In the parable, the guest who does not put on the wedding robe is thrown out into the darkness where there is weeping and gnashing of teeth. When we don’t put our hearts and minds on Christ we can end up going down a self-destructive path. We can dwell on negative thoughts about ourselves or others. We can let worry and fear dominate our mindset so that our struggles and frustrations our magnified.

Today we heard in Paul’s letter to the Philippians how we can combat getting sucked into that kind of negative direction. He gives some very concrete advice of how we can be clothed with the mind of Christ, which will put us in the life-giving, positive direction that God would intend for our lives. Paul does this by talking about how we can shift our focus and think on certain things.

Whatever we focus on tends to get expanded in our minds. If you’ve ever purchased a new car you’ve seen this principle in action. Before you bought your car, you might not have noticed your make and model of car on the road. But once you signed on the dotted line for your car it seemed like every fifth car on the road was one like yours. Did tons of people suddenly go out and buy the same car you did? No. But now your brain is focused on that make and model, so it notices every single one that drives by. So, what might we focus on that could expand the things of Christ within our minds?

Here are some of the things Paul lists that we should focus our time and energy thinking about rather than filling our minds with all the junk that life can throws at us and spending our time worrying.

1) Whatever things are True – It can be hard in this age of the internet and social media to know what is true. So many times when we speculate or make assumptions we are thinking about things that are simply not true. Because we don’t have all the information, our brains try to fill in the gaps with something. When we do that, we can get sucked into lies.
To be true means to be in line with what actually is – as in a true story; real, genuine, authentic. It means to be sincere, firm in allegiance, faithful, steadfast – as in a true friend; being or reflecting the essential or genuine character of something – as in its true nature. How can we work to discern what is true?

2) Whatever things are Honorable – How much of what we spend our mental energy on is vulgar? What if we spent more time thinking on things that are honorable? Something is honorable when it is of an exalted moral or mental character or excellence. Other words to describe honorable are: noble, lofty, elevated, principled; magnanimous; worthy.

3) Whatever things are Just – So much in our culture seems to be turning things upside down when it comes to justice. How can we lift up fairness in our legal and economic systems? How can we be aware of making things more just in our workplaces, in our schools, and in our society so that all might have an equal voice and equal opportunities?

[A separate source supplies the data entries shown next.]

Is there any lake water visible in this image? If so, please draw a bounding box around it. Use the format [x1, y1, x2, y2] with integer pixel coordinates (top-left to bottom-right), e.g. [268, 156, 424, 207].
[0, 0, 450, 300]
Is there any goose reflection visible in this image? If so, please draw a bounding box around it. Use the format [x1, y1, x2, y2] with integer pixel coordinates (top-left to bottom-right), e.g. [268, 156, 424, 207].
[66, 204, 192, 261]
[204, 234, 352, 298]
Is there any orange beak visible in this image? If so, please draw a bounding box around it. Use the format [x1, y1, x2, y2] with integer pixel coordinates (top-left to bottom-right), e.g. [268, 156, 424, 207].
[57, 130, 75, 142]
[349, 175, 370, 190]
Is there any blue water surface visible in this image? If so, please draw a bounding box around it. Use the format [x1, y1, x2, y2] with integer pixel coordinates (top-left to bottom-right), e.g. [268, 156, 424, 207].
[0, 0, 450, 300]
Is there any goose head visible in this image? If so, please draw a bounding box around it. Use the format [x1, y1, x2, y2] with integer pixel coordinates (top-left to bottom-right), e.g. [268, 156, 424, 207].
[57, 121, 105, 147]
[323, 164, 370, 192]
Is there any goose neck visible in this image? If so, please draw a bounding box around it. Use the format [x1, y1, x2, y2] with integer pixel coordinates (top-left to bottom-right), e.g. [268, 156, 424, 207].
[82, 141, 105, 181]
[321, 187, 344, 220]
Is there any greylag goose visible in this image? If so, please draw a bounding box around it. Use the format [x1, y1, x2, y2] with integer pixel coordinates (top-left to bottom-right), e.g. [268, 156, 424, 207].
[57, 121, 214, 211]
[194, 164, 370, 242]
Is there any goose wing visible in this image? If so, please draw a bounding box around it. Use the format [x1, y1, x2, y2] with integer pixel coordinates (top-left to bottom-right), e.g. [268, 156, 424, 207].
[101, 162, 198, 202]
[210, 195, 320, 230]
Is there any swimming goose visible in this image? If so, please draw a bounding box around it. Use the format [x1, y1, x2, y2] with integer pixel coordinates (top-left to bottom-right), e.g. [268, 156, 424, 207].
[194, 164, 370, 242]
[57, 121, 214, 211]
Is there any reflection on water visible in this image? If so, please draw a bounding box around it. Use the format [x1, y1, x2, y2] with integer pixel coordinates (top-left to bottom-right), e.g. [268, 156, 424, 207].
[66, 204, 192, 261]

4) Whatever things are Pure – A pure thing is innocent, modest, clean, free from anything of a different, inferior, or contaminating kind; free from extraneous material. Too much worry contaminates what God says about us and who we truly are in Christ. We need to catch ourselves when we mix in those impurities, take it back to God’s Word and see what God says about us, about other people, and about our situation.

5) Whatever things are Pleasing – Things that are pleasing are acceptable. They are charming, lovely or beautiful, in a way that does not just appeal to the eye, but in a deeper way that appeals to the heart or mind as well.

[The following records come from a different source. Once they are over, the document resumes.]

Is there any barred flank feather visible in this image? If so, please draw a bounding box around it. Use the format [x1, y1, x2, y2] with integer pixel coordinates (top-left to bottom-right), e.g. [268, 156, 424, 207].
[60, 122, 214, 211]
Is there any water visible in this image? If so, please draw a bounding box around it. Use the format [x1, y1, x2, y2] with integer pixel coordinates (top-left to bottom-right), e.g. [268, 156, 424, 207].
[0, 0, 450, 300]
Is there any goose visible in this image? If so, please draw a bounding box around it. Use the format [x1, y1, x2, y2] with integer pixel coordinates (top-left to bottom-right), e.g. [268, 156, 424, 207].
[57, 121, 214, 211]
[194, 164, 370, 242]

It is good for us to appreciate and notice things of beauty around us. We need to feed our souls with things that are pleasing just like we feed our bodies with good physical food.

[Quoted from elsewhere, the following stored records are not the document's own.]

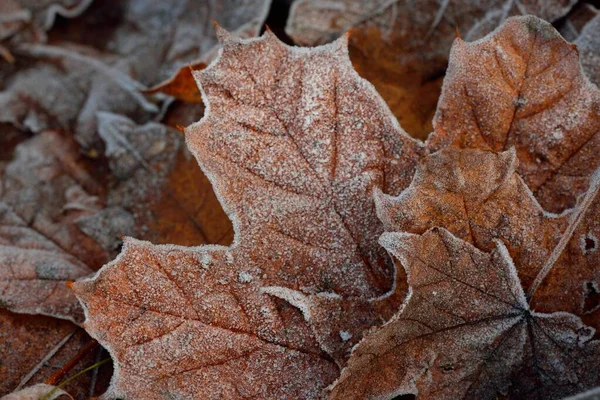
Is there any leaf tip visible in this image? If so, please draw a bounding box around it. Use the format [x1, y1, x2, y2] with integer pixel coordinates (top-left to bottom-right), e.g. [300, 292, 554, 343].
[213, 20, 235, 46]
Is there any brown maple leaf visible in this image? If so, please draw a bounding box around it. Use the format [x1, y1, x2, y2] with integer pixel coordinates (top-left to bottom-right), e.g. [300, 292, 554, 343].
[0, 132, 105, 321]
[376, 148, 600, 328]
[74, 30, 421, 398]
[428, 17, 600, 212]
[574, 5, 600, 86]
[0, 309, 105, 398]
[286, 0, 575, 139]
[0, 0, 93, 44]
[331, 228, 600, 400]
[0, 383, 73, 400]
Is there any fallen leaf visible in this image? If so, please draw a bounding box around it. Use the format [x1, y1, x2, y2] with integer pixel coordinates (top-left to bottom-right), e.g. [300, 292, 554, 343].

Whatever is true, whatever is honorable, whatever is just, whatever is pure or pleasing—these are some of the things we can think on that can expand our minds to focus on that which is excellent or worthy of praise. This influences what we do and who we are so that it becomes evident that lives are clothed with Christ, and when others see that we are wearing Christ, they too become interested in the invitation. It is an invitation that is extended to all. It is an invitation to celebrate, to see joy, to practice gratitude, to join in the heavenly banquet and be a part of God’s kingdom. Why not put on the robe of Christ and enjoy its benefits? Amen.